The annual COLA is designed to help Social Security recipients keep pace with rising consumer prices. While the official adjustment will not be announced until later this year, recent inflation trends have become a central factor in updated projections for 2027.
Social Security benefits are adjusted each year based on inflation measured through the Consumer Price Index for Urban Wage Earners and Clerical Workers (CPI-W). According to the Social Security Administration, the adjustment is determined by comparing average CPI-W readings during the third quarter of one year with those from the same period a year earlier.
For 2026, beneficiaries received a 2.8% COLA because CPI-W inflation increased by 2.8% during the third quarter of 2025. The latest estimate from The Senior Citizens League (TSCL) places the 2027 COLA at 3.8%, which would be one percentage point higher than the current year’s adjustment.
Inflation Trends Are Driving Higher COLA Expectations
Recent inflation data has contributed to expectations that the 2027 COLA could exceed the latest TSCL forecast. According to reports, CPI-W inflation fell to 2.2% in January before accelerating in subsequent months. CPI-W inflation reached 3.3% in March, 3.9% in April, and 4.4% in May.

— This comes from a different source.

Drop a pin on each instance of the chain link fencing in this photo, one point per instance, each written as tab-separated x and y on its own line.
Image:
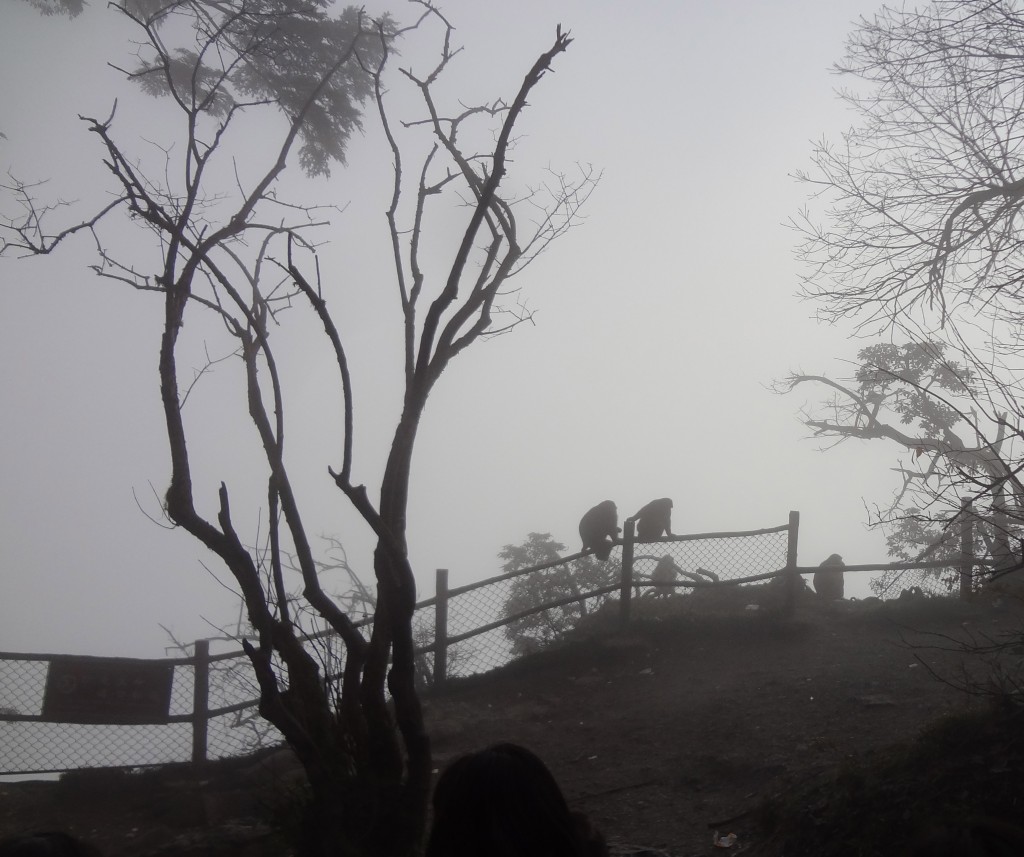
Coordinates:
458	633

These increases were linked to rising energy prices associated with conflict involving Iran and disruptions affecting oil supplies and transportation routes.

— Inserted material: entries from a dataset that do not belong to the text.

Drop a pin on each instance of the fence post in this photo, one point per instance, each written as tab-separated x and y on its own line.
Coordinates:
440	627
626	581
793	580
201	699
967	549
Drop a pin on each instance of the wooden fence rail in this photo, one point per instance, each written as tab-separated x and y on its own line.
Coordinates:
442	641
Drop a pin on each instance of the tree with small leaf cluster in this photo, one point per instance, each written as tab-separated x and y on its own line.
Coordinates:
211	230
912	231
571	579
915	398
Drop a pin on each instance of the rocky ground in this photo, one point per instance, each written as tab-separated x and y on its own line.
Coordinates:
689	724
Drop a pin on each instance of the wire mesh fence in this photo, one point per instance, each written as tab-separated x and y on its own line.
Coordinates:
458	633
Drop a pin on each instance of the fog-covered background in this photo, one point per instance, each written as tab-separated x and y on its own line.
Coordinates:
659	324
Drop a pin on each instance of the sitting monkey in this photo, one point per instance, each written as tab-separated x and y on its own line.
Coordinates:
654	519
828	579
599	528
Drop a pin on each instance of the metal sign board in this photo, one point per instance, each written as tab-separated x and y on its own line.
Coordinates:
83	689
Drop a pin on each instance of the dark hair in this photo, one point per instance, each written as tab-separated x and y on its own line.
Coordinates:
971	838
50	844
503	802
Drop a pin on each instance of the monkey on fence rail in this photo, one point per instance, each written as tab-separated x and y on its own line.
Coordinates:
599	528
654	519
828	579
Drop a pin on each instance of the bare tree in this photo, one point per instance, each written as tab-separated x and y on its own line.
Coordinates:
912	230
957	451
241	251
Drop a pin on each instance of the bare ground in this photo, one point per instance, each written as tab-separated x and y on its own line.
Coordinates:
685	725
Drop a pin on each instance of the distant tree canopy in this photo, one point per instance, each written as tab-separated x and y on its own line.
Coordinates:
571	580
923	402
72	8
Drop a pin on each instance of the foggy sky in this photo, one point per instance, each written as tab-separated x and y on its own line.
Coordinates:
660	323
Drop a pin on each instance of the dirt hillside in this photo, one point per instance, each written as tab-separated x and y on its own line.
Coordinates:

According to the International Energy Agency, the conflict has resulted in what was described as the largest oil supply disruption in history. Supply chain bottlenecks and damaged infrastructure may continue to affect prices through the summer months.
A forecasting model from the Federal Reserve Bank of Cleveland shows the broader Consumer Price Index increasing 6.7% during the second quarter. While the CPI is not identical to the CPI-W used for Social Security calculations.

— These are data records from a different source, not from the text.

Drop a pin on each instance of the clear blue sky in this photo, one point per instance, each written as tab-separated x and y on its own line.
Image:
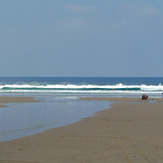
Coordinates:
81	38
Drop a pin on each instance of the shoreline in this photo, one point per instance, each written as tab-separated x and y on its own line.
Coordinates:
129	131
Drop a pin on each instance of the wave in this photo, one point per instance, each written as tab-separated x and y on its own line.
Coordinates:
80	88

The report states that if CPI-W inflation remained at May’s level of 4.4% through the third quarter, Social Security benefits would receive a 4.4% COLA. Independent Social Security and Medicare policy analyst Mary Johnson, formerly affiliated with TSCL, recently increased her forecast to 4.7%. According to Johnson, there is “a considerable likelihood” that the estimate could move higher as additional inflation data becomes available.
What Different COLA Scenarios Could Mean for Beneficiaries
The official 2027 COLA is expected to be announced after third-quarter inflation data becomes available. The Bureau of Labor Statistics is scheduled to publish its September inflation report on October 14, and the Social Security Administration is expected to announce the adjustment on the same day. Different COLA outcomes would affect average monthly benefits. For retired workers receiving an average benefit of $2,081 today, a 3.8% COLA would raise that amount to $2,160 per month. A 4.7% COLA would increase the average monthly benefit to $2,179.
Under the 3.8% scenario, the average retired worker would receive an additional $79 per month, or $948 over a full year. Under the 4.7% scenario cited in the report, the increase would be $98 per month, totaling $1,176 annually. Similar increases are shown for spouses, survivors, and disabled workers receiving Social Security benefits.